Maalesef, yönetimlerin yaptığı hatalar tabii ki onlara mal olmaktadır. Dünyada altyapı antrenörleri 10-15 sene görev yaparken (en güzel örnek Manchester United'da Alex Ferguson'dur.) Türkiye'de en çok değişen antrenör tipi altyapı antrenörleridir.
Altyapı proje demektir. Bir proje de en aşağı 3 yıl uygulanmadıkça hiçbir sonuç vermez. Kocaelispor belki de en çok altyapı koordinatörü değiştiren kulüptür. Anadolu ile İstanbul arasına sıkışıp kalmış bu kent, doğal olarak en çok proje üretilmesi gereken bir kent olması lazım gelirken, maalesef en kolay proje yapıp, bu projeyi daha satamadan, başka projeye geçen insanların elinde oyuncak olmuştur. Kerem Aktürkoğlu, Merih Demiral, Kartal Kayra Yılmaz bu kulübün kapısına gelmiş, ancak içeriye girememiştir. Üçü de, bu hırsla, Dünyanın en çok konuştuğu futbolcular arasına girmiştir…
Bu garip durumla ilgili, kafamdaki soru işaretleri giderek artıyor. Kartal Kayra Yılmaz'ın dayısıyla iki yıl önce yaptığım sohbette, neler yaşadıklarını sizlere aktardım. Aynı şekilde Kerem Aktürkoğlu'nun Kocaelispor’a ne kadar gelmek istediğini hepimiz kabulleniyoruz ve biliyoruz. Bunu da iki yıl önce yazdım. Bu da ispatlıdır. Muhammer Akçay Hoca en yakın şahididir. Altyapı toplantısında kendisi de, bu tezimi açıkça dile getirmiştir.
Merih Demiral ona keza… Kocaelispor kapısı yüzüne kapanınca, tası tarağı toplayıp, Dereağzı’na gitmiştir. Oradan geri dönecekken de Fenerbahçe’nin o zamanki alt yapı antrenörü olan, aynı zamanda Yenidoğanlı antrenör Vedat Şanbay'ın da oğlu olan Tolga Şanbay, Merih'e sahip çıkmış, yeniden futbol oynayabilmesi için önünü açmıştır. Dolayısıyla Kocaelispor’un büyük bir altyapı koordinasyon sorunu vardır.

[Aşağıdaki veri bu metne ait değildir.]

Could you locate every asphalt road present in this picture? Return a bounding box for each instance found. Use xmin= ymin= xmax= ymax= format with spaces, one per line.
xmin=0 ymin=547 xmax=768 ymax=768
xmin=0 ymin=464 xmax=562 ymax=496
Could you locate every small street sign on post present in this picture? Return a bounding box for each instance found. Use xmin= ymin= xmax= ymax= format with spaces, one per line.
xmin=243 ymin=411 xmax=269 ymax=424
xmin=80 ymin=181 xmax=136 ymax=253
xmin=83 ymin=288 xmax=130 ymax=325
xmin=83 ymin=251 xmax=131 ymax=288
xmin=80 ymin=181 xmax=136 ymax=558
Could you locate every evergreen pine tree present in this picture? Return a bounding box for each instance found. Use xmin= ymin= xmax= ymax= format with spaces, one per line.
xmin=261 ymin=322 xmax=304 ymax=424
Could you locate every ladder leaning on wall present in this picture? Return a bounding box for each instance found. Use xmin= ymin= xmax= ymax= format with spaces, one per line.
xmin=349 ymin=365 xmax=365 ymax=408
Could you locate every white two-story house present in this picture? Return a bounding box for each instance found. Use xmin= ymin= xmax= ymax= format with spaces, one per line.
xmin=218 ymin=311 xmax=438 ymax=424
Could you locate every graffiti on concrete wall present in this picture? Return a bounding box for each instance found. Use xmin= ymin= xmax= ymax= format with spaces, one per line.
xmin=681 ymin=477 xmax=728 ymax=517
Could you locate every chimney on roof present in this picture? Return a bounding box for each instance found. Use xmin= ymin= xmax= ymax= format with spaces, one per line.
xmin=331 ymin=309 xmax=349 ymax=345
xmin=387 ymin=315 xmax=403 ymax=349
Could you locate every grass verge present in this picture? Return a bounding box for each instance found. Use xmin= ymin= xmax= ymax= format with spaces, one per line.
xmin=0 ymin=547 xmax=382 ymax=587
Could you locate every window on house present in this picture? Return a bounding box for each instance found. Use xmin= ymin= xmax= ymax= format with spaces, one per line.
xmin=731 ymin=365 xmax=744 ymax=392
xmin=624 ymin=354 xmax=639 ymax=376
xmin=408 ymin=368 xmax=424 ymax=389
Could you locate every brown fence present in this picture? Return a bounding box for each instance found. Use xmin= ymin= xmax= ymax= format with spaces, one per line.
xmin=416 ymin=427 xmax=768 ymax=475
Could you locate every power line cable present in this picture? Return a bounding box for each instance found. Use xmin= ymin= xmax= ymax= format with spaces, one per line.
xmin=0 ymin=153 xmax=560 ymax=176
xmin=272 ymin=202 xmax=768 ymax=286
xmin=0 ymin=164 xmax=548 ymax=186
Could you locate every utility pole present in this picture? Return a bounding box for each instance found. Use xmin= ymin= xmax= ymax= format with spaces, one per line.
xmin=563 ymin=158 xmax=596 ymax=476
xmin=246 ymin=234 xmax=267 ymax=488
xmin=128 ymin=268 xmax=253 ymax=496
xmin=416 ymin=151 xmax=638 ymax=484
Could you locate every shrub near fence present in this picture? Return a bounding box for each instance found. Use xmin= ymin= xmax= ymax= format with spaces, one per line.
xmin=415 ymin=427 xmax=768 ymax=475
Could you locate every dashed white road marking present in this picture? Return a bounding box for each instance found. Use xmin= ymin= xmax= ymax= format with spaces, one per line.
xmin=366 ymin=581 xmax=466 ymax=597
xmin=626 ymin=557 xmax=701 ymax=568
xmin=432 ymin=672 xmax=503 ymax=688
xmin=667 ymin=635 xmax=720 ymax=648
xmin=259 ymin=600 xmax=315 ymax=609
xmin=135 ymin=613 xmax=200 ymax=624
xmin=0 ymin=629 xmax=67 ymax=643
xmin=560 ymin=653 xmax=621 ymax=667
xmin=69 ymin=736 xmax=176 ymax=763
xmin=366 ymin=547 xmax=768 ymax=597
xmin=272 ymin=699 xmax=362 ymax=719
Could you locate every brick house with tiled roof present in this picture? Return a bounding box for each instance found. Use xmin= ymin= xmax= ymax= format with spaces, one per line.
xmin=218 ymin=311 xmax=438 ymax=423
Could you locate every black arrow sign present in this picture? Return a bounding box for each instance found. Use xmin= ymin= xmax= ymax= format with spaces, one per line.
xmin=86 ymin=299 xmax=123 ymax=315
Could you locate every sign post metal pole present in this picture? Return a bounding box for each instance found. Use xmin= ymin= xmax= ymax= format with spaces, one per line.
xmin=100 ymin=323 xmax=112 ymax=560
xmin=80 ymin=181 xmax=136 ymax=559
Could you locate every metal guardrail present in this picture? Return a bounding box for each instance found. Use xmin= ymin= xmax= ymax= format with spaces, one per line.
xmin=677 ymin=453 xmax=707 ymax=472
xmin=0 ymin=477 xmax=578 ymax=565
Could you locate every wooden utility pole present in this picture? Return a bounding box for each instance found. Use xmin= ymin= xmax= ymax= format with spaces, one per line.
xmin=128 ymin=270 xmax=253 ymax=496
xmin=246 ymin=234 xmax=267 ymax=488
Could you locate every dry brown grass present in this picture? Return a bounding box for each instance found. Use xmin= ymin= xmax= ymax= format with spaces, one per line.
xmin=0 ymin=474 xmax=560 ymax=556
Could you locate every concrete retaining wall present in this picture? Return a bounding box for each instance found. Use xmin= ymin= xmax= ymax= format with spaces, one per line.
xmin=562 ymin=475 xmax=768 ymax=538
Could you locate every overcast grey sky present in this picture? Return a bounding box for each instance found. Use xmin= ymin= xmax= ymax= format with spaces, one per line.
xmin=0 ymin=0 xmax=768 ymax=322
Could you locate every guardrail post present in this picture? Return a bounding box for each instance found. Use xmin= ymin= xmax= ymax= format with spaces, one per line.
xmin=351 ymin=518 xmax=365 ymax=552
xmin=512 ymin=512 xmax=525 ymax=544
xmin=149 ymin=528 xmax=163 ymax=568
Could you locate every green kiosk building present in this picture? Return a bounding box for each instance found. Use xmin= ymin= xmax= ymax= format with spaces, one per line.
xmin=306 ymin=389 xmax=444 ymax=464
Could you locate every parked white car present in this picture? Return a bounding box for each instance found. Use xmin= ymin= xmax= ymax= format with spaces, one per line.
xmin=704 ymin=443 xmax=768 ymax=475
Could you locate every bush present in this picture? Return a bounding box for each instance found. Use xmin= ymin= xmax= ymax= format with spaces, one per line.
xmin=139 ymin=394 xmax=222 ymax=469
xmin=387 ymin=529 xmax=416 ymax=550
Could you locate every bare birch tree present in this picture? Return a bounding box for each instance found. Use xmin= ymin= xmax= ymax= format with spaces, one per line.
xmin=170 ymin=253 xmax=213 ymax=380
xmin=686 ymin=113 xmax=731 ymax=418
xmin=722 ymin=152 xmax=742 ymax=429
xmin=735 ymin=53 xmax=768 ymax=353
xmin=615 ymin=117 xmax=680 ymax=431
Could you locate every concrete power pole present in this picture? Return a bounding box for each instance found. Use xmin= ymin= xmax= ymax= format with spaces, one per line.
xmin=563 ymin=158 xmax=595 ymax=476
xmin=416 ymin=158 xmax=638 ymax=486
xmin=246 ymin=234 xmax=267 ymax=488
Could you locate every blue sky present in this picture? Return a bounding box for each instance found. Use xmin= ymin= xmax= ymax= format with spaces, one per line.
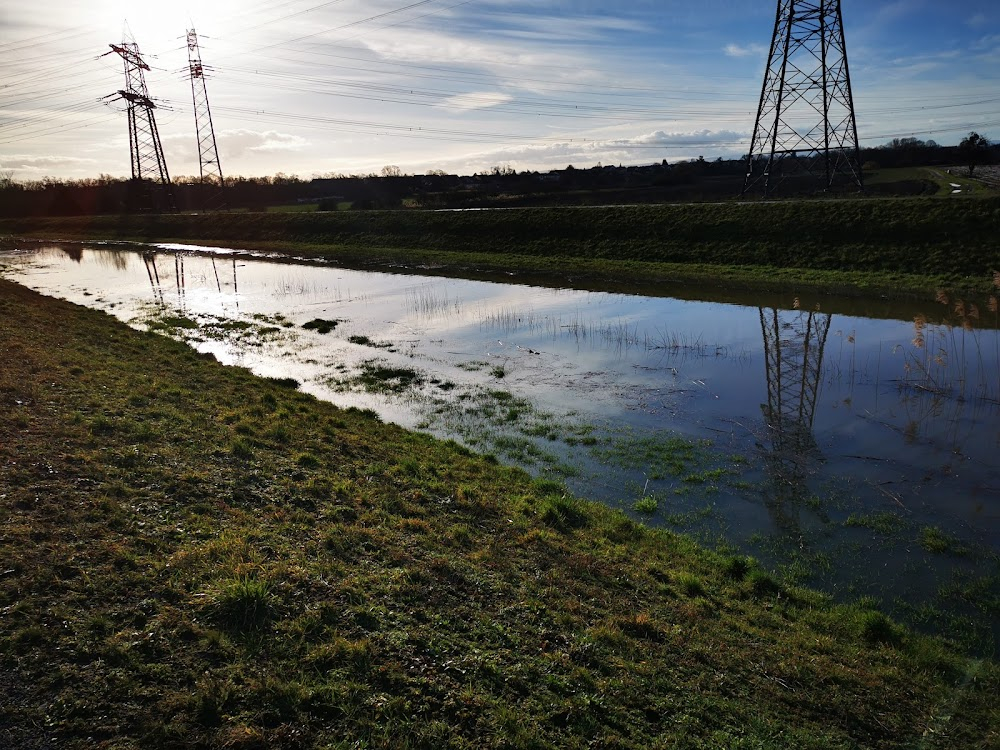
xmin=0 ymin=0 xmax=1000 ymax=180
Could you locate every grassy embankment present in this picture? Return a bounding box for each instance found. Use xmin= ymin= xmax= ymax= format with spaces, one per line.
xmin=0 ymin=196 xmax=1000 ymax=298
xmin=0 ymin=281 xmax=1000 ymax=750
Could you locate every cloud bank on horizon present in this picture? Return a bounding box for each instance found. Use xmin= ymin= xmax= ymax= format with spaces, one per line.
xmin=0 ymin=0 xmax=1000 ymax=180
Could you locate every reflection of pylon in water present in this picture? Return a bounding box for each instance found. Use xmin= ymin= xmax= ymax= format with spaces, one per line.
xmin=760 ymin=308 xmax=831 ymax=510
xmin=142 ymin=253 xmax=166 ymax=307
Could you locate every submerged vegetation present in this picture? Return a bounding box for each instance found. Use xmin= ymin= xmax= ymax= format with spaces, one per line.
xmin=0 ymin=196 xmax=1000 ymax=300
xmin=0 ymin=280 xmax=1000 ymax=749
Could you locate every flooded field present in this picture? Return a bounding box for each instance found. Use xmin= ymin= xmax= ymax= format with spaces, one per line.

Aydın Günaydın Kerem Aktürkoğlu'nu almak için çaba sarf ettiğini, ancak transfer yasağına takıldıklarını söylemektedir. Ancak bence söyleyemediği başka şeyler de vardır. Amatör transfer ve profesyonel transferler ayrı şeylerdir. Neyse bu konuyu şimdilik deşmeyelim, uzmanlarına bırakalım.
***
Altyapı toplantısında Rafet Kırgız ağabey sözümü ne kadar kesmek isterse istesin, sonra baba dostu olan bana kıyamamış, söz izni vermiş ve beni konuşturmuştu. Salondan yükselen alkış da sanırım en güzel yanıt oldu.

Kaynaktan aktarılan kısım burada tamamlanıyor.